Madeleine can hear her mother upstairs in the kitchen, unloading the dishwasher. She looks at the digital clock. Just after three A.M. The rattle of the dishes gives way to silence. She gets out of bed and creeps upstairs.

“Tu dors pas?” Mimi is flipping through a Chatelaine magazine— “HOW TO TAKE THE MISERY OUT OF MOVING” “15-MINUTE WORKDAY DINNERS.” She is in her pale pink quilted housecoat and slippers. Madeleine is in boxers and an old T-shirt with “Joe’s Collision” printed on it.

Mimi puts the kettle on and brings out the Scrabble game. They each reach in and pull seven letters from the blue flannel Crown Royal bag. Madeleine looks down at her tray and sees, scrambled but unmistakeable, seven letters for a bonus fifty points: LESBIAN. She sighs and puts down NAIL.

“Tsk-tsk, Madeleine, you can do better than that.”

Something is different tonight — beyond the immeasurable absence of her father. Something one doesn’t notice until it ceases — like the sound of a refrigerator. Madeleine watches her mother’s long tapered nails place two letters in the interstices of three words. “AI? What the heck is AI?”

“A three-toed sloth.” For twenty-seven points. They always play in English — a way of handicapping Mimi so as to create a more level playing field between her and her daughter.

“Maman, you don’t open up the board when you make mingy little words like that.”

“No, but I win.”

Mimi is eating day-old burnt toast — that Depression delicacy — and Madeleine has a cup of Campbell’s tomato soup with saltines.

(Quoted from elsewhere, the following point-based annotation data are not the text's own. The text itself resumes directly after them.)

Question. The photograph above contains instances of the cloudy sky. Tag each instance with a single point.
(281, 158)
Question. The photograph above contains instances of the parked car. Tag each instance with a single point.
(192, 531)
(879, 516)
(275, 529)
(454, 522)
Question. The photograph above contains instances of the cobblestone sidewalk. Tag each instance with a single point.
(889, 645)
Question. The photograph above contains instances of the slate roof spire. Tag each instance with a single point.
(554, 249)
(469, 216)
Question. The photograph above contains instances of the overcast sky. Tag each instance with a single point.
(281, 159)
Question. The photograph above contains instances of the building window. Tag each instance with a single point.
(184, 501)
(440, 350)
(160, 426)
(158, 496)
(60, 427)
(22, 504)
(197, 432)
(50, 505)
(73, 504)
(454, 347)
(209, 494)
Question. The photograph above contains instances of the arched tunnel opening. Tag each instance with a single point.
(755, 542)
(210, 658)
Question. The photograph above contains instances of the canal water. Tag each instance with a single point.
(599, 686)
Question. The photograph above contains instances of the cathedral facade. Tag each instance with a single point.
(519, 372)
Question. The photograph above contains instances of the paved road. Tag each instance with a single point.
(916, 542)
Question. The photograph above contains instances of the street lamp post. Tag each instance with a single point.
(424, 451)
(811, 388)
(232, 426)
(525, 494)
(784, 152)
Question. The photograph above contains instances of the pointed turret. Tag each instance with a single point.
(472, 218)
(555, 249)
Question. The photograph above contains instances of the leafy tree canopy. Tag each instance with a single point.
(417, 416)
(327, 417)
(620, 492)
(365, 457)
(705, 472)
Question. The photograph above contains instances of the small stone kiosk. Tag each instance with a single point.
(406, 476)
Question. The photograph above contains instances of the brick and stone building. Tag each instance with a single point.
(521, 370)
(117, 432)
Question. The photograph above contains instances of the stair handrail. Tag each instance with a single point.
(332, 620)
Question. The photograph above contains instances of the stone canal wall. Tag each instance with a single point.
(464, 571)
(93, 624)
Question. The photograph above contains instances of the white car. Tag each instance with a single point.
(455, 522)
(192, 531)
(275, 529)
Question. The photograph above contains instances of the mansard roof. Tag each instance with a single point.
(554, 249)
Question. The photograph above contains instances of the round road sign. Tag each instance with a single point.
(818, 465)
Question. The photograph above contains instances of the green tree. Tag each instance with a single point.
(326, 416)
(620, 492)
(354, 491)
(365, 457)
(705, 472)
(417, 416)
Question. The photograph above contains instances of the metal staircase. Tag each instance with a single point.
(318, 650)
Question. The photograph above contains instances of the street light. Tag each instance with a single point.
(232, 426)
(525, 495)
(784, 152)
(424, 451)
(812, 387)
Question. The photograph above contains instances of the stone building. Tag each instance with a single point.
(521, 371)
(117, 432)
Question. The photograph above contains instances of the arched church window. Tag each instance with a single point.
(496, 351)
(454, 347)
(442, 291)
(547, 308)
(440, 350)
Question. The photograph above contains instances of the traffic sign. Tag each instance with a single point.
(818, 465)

À chacun son snack .

“Have you got the Q?”

“Yeah,” sighs Madeleine, looking down at her tray: QUEER.

Mimi drapes POUTINE across the board. “Voilà , a nice long word for you.”

Face value plus fifty bonus points for using all seven letters. Madeleine watches her mother totting up the points. “You’re cheating, that’s a French word.”

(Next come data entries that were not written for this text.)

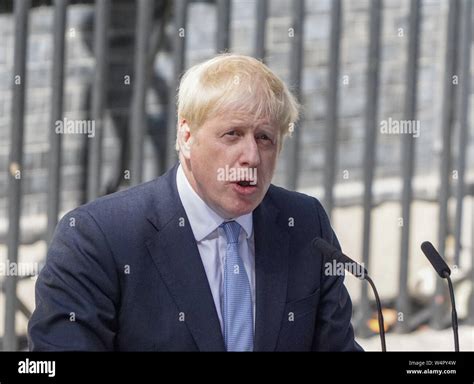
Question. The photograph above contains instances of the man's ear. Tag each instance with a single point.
(184, 138)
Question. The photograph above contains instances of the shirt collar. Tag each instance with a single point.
(196, 209)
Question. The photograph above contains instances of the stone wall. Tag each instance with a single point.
(200, 44)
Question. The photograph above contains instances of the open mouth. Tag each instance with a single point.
(246, 183)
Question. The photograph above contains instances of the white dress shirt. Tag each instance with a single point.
(212, 242)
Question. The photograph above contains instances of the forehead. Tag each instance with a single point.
(240, 120)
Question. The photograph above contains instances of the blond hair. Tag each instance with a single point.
(237, 83)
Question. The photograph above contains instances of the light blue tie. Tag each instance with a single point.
(237, 307)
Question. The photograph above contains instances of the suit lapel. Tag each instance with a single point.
(271, 269)
(177, 258)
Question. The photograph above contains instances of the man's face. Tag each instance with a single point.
(230, 161)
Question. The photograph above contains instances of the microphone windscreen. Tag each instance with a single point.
(435, 259)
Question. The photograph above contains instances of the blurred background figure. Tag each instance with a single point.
(385, 142)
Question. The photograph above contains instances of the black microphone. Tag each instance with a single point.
(443, 270)
(331, 252)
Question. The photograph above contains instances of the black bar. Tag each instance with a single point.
(55, 139)
(223, 25)
(372, 97)
(16, 167)
(179, 45)
(437, 321)
(296, 68)
(138, 115)
(262, 13)
(99, 86)
(332, 126)
(408, 160)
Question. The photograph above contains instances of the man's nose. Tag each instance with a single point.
(250, 155)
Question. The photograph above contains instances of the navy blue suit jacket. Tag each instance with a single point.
(124, 273)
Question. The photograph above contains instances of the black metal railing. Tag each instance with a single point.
(455, 110)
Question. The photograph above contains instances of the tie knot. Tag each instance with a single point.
(232, 231)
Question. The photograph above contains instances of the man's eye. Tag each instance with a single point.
(264, 137)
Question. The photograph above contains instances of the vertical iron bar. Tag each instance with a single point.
(179, 46)
(55, 139)
(332, 128)
(408, 159)
(223, 25)
(373, 72)
(21, 8)
(296, 68)
(464, 92)
(262, 13)
(138, 122)
(447, 112)
(99, 86)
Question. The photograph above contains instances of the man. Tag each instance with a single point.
(208, 257)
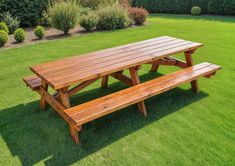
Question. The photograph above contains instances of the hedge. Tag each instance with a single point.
(28, 11)
(218, 7)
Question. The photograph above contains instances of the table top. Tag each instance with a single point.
(69, 71)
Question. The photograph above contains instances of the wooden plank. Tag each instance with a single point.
(149, 83)
(72, 78)
(135, 81)
(81, 86)
(141, 92)
(42, 100)
(121, 77)
(189, 61)
(98, 53)
(104, 82)
(109, 60)
(80, 60)
(80, 69)
(34, 82)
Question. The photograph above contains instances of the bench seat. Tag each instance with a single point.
(100, 107)
(34, 82)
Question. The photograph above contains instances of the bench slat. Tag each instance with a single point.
(100, 107)
(34, 82)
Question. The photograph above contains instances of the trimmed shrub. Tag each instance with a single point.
(85, 11)
(64, 16)
(27, 11)
(184, 6)
(11, 22)
(196, 10)
(44, 20)
(215, 6)
(94, 4)
(229, 7)
(138, 15)
(89, 21)
(112, 17)
(3, 26)
(19, 35)
(3, 38)
(39, 31)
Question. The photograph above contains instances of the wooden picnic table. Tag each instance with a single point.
(70, 75)
(86, 69)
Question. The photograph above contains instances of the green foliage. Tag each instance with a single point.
(39, 31)
(64, 15)
(112, 17)
(138, 15)
(196, 10)
(19, 35)
(182, 128)
(215, 6)
(89, 21)
(11, 22)
(3, 38)
(28, 11)
(229, 7)
(94, 4)
(3, 26)
(184, 6)
(44, 20)
(85, 11)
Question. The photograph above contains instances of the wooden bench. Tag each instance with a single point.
(34, 82)
(100, 107)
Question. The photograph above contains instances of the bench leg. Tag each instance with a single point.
(154, 67)
(189, 60)
(42, 100)
(104, 82)
(74, 134)
(65, 101)
(136, 80)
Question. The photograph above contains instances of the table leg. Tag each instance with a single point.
(42, 100)
(104, 82)
(155, 67)
(136, 80)
(64, 96)
(189, 60)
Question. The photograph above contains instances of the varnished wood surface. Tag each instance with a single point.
(66, 72)
(105, 105)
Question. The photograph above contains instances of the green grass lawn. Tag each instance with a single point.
(182, 128)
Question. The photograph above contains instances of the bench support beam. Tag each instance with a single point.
(42, 100)
(189, 60)
(121, 77)
(104, 81)
(135, 81)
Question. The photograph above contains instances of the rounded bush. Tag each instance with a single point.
(12, 22)
(89, 21)
(39, 31)
(3, 26)
(138, 15)
(19, 35)
(196, 10)
(3, 38)
(112, 17)
(64, 16)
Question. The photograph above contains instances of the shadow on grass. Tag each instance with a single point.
(42, 136)
(228, 19)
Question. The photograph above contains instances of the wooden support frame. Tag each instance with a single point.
(136, 80)
(189, 61)
(42, 100)
(77, 88)
(104, 81)
(169, 61)
(121, 77)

“Poutine is universal language, look at the fast-food menus, it’s right next to wings.”

Madeleine lays down QUEER for a triple word score.

Her mother doesn’t bat an eye, merely says, “That’s more like,” and counts, tapping each tile with a long buffed nail. “Forty-two points.”

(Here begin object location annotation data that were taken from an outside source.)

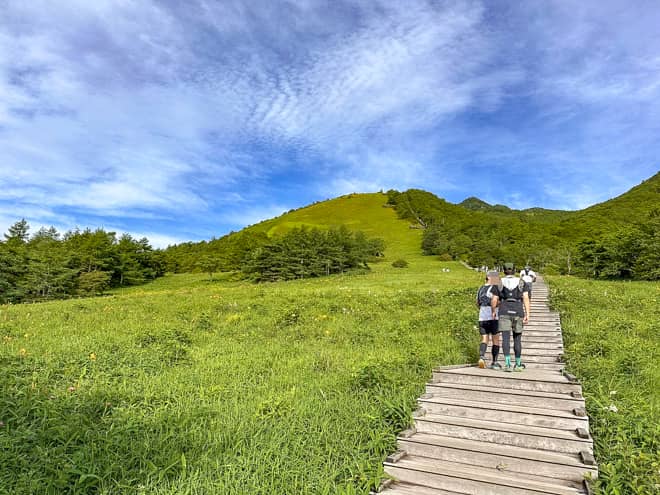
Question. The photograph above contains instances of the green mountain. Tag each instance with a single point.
(417, 221)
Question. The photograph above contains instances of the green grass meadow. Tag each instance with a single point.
(198, 386)
(192, 385)
(612, 343)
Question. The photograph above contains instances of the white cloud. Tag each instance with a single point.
(157, 111)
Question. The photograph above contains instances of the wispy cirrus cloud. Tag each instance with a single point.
(187, 119)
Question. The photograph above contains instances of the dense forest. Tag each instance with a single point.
(617, 239)
(47, 265)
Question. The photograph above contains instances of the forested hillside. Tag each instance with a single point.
(328, 237)
(47, 265)
(619, 238)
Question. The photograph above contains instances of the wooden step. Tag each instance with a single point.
(530, 437)
(515, 460)
(463, 478)
(561, 401)
(504, 412)
(408, 489)
(539, 380)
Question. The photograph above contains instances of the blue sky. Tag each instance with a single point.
(184, 120)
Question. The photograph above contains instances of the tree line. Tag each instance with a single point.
(49, 265)
(598, 242)
(306, 253)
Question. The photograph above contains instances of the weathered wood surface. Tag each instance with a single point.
(487, 432)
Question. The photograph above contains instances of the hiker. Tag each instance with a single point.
(487, 299)
(529, 276)
(514, 313)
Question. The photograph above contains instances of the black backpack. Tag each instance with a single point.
(513, 294)
(484, 295)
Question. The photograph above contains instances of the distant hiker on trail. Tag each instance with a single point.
(514, 313)
(529, 276)
(487, 299)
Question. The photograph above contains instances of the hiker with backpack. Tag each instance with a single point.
(513, 314)
(529, 276)
(488, 299)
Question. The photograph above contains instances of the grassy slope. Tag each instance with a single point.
(189, 385)
(194, 386)
(363, 212)
(612, 344)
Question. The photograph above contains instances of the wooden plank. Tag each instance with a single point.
(504, 412)
(483, 432)
(559, 459)
(446, 475)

“Maman, you’re not smoking.” That’s what’s different about tonight.

“I quit.”

“When?”

“Today.” They play.

“XI?”

“It’s an ancient Chinese coin.”

They switch to speaking French at some point. At least, Mimi does; Madeleine limps along half and half. But she understands every word. A rough translation: “For years after we lost your brother I used to pray that I might receive a letter one day from a Vietnamese girl. I imagined that she would say, ‘I have his child. Your grandchild. May I come see you?’ And she would move here with her child — a little boy — and we would all live together. She would be my daughter-in-law. Very pretty. Long dark hair, sweet-natured. She would speak French of course, and we would become the best of friends. Her child would grow up with her and your father and me, and … we’d all live happily ever after. And then — I don’t know, maybe only last year — after your papa had his heart attack”—here Mimi pauses to wipe her eyes and Madeleine hands her a box of tissues—“I realized that this young woman I was making up … this sweet girl with the long dark hair, she was my daughter. And that”—Mimi sucks in a breath through her mouth, unlipsticked at this hour—“I already have … a beautiful daughter.”